I’ve let this sink in for a few days now… or rather, I ignored it for a few days before posting on it. And after reviewing the matter, my reaction is to be just as appalled as I was when I first read it. A recent Pew survey showed 48% of the general public in the US believes torture is sometimes or often justified in order to obtain information from suspected terrorists, which is alarmingly high. I suppose that this implies that a very slight majority would say that torture is never or rarely justified. Once you remove whatever percentage of undecideds, the country is probably fairly evenly split. Factor the “rarely” group in with the other varieties of affirmative, and you’ve got a minority of Americans who would say that torture is always wrong. I have to say that’s somewhat alarming, though I guess not particularly surprising given events of the past few years relating to the American “war on terror.”
But that’s not the most alarming part, which comes shortly after the thought that it would be better if the general populace had a stronger evangelical influence. The same study found that 57% of white Southern evangelicals believe that torture is sometimes (37%) or often (20%) justified in order to obtain information from suspected terrorists. Just to review on the off-chance you didn’t catch that, white evangelical Christians in the Southern USA are more likely to support torture as an information-extraction technique than is the general populace. 9% more. 38% said torture is rarely or never justified, which suggests 5% don’t know. Boil all that down, and a shocking minority of white Southern evangelicals will offer a quick response that torture is wrong.

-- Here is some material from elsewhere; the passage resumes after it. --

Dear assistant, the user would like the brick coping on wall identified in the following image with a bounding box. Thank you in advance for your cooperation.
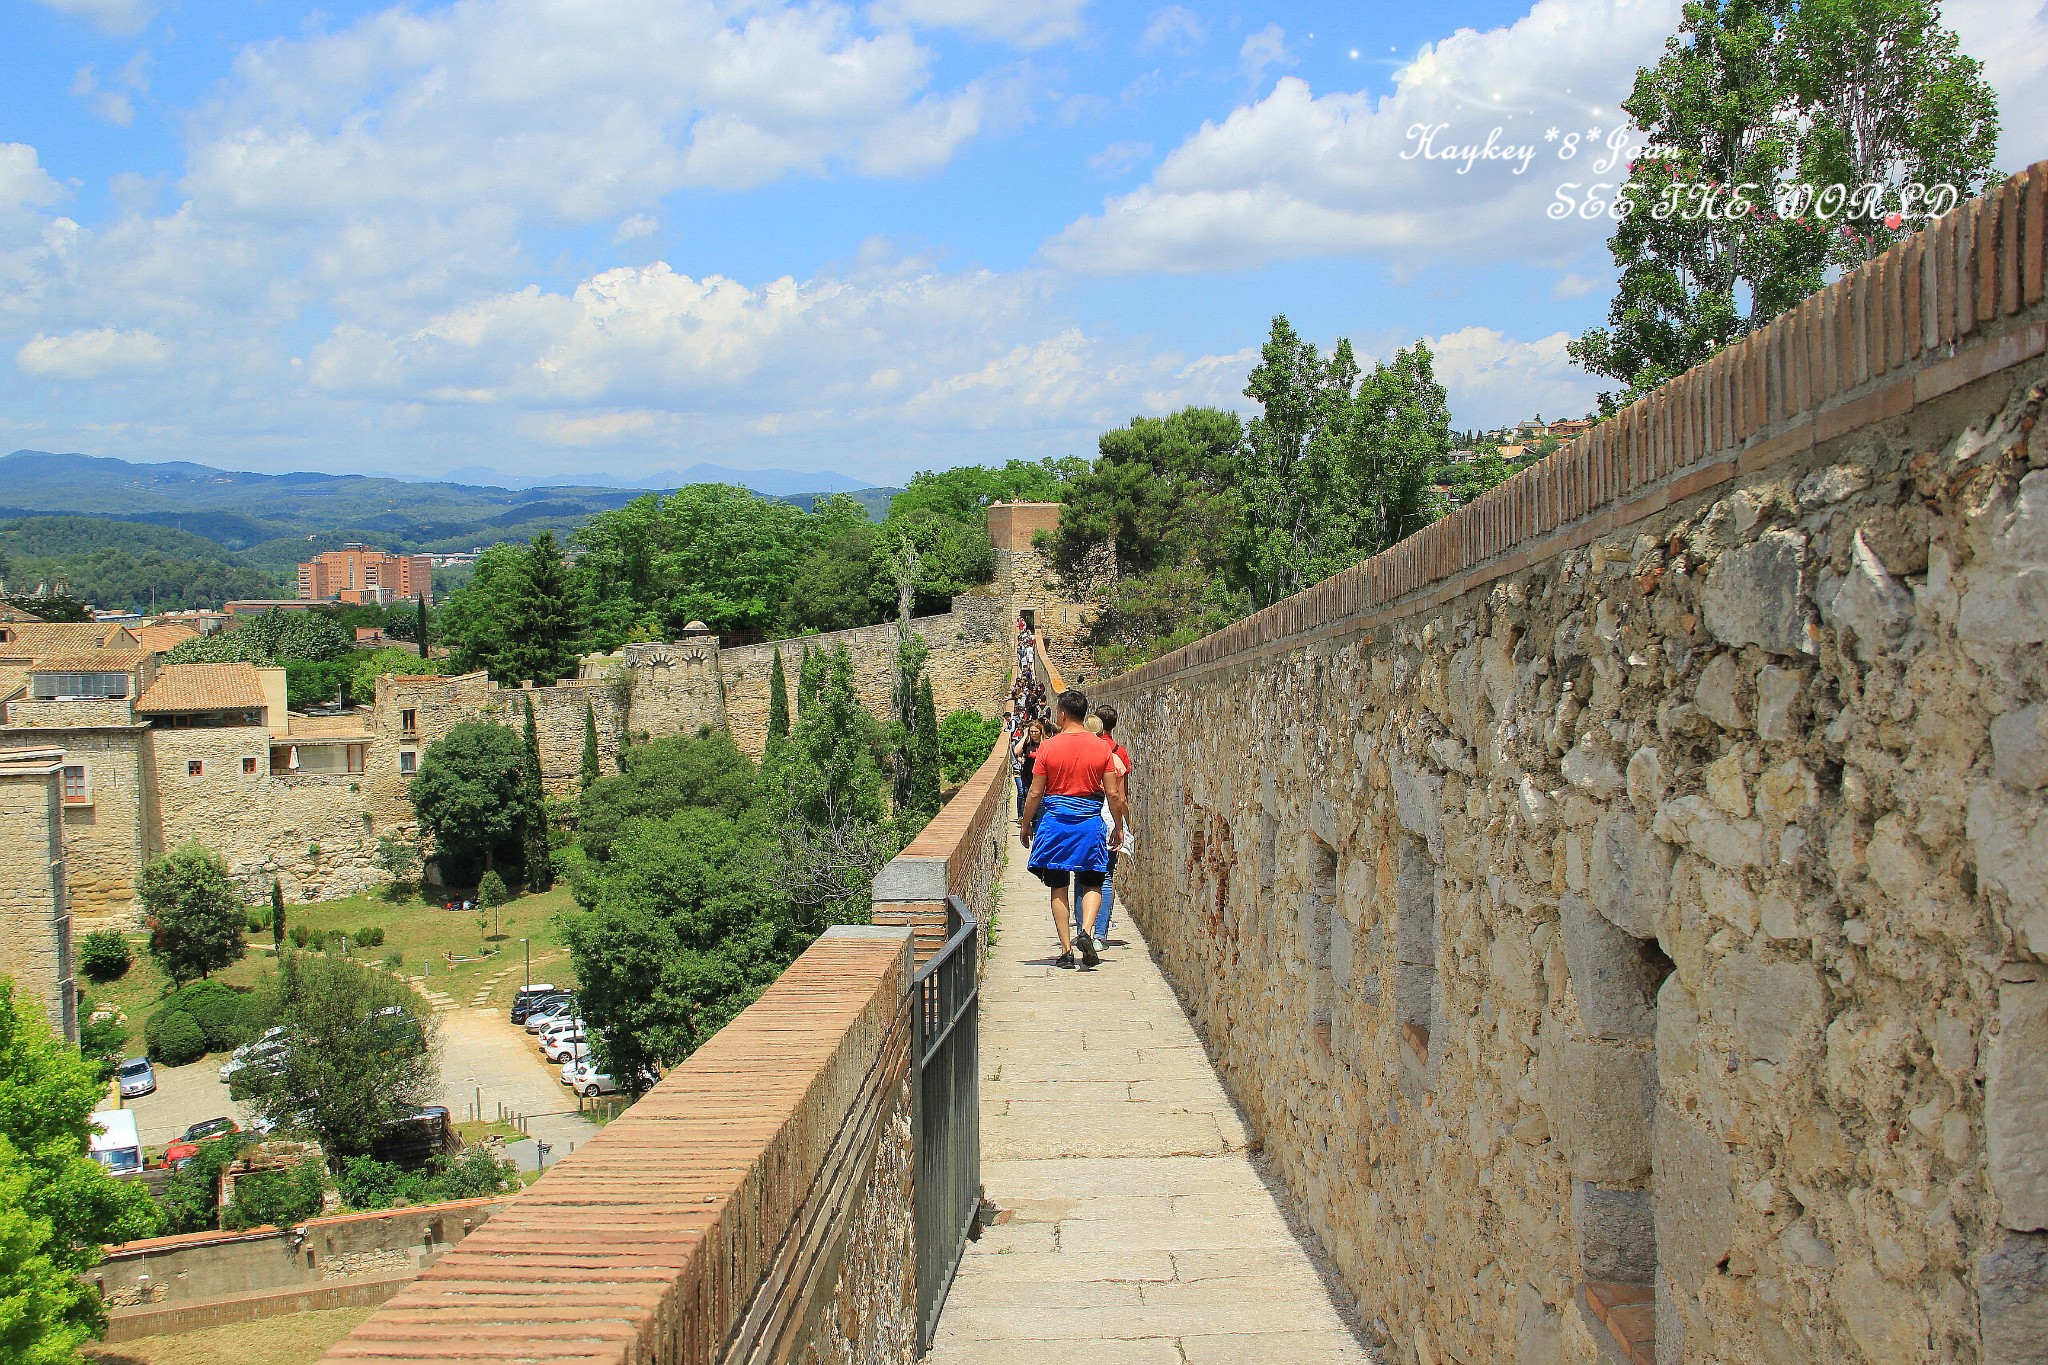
[1102,160,2048,697]
[318,926,914,1364]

Pardon me if I assume you will agree with me that torture is always wrong, period. Perhaps you’re not as appalled by all this as I am and are the other side of the statistics I’m looking at. My apologies. But I have to wonder about how that group comes up with their conclusions… maybe if they don’t listen to Amnesty International, they’ll listen to Jesus on the issue?
Well, the survey has an answer for that as well: 44% of white Southern evangelicals “rely on life experiences and common sense” to determine their views about torture. 28% rely on Christian teachings or beliefs. I have to say I’ve got a hard time responding to the argument, “Of course torture is justified, it’s just common sense!” I don’t quite know where to start with that, as my retort of, “How can anyone support torture? It’s contrary to common sense!” will probably not hit the mark in a convincing manner.
And what happens when the religious torture-supporters are reminded of the “Golden Rule” in an attempt to get them to align their pro-torture stance with the Bible? 14% of them reconsider, and 52% say the US government shouldn’t use methods against enemies that they wouldn’t want used on American soldiers.
“This is a spiritual crisis, I suggest, that should alarm all Christian leaders regardless of what we think about torture,” said Tyler Wigg Stevenson, a Baptist minister and human-rights activist from Nashville, Tenn., at a press conference announcing the survey’s results. “This bad news for the church is a plus for any special interest who wants to take advantage of us.”
However, he added, “The good news this poll reminds us of is that, as with any issue when Christians remember that our calling is to follow Jesus, he changes everything.”
Sure, maybe anything can be done with statistics, and I guess one can dig deep to find a positive way to spin it. I still tend to see the ones that aren’t persuaded by the “golden rule” and would apparently attempt to give an answer to the question, “Who would Jesus torture?” If my math is correct, more than 40% of white Southern evangelicals would reply, “Why, terrorists, of course.”
One conclusion that might be drawn from all this is that the propaganda supporting the “war on terror” may be gradually claiming a casualty of its own… evangelicalism’s grasp on the teachings of Jesus.